Moreover, the CIA has shown that it will try to circumvent congressional oversight. As recently as last year, the CIA reportedly broke in to the computer systems of its overseers in the Senate Intelligence Committee, obstructing the committee’s work on its groundbreaking report on the CIA’s secret detention and torture program.

Of course, the military has a record of committing violations in the shadows, too, such as torture at Abu Ghraib and Guantánamo Bay. U.S. special forces also have a dismal record on accountability. But in response to public pressure, the Defense Department has developed rules and policies designed to require investigation of abuses.

In contrast, though the CIA likely follows rules to mitigate civilian casualties, it evidently does not have protocols for openly investigating its human rights abuses or reporting them to most members of Congress or the public.
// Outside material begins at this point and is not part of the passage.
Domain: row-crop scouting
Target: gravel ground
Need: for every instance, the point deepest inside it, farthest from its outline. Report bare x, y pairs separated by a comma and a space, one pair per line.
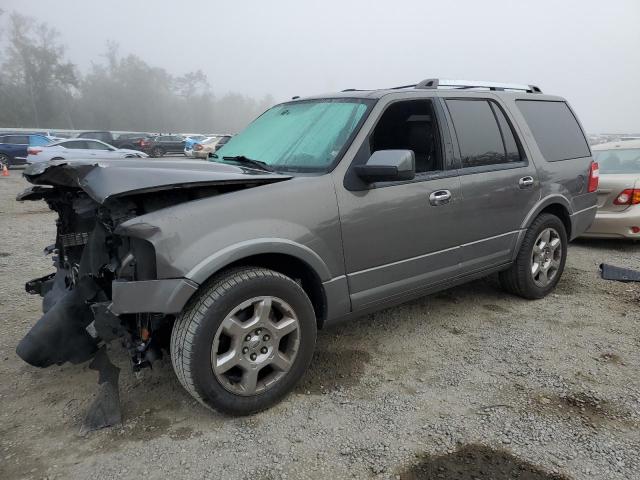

And the CIA continues to refuse a candid reckoning with its recent history of torture.

The families of civilian drone victims deserve the truth about what happened to their loved ones, and that truth should be shared with the U.S. public. The Drone Reform Act would bring us closer to ending the secrecy — and dishonesty — about U.S. drone strikes.

Zak Newman is policy coordinator in the Security with Human Rights Program at Amnesty International USA.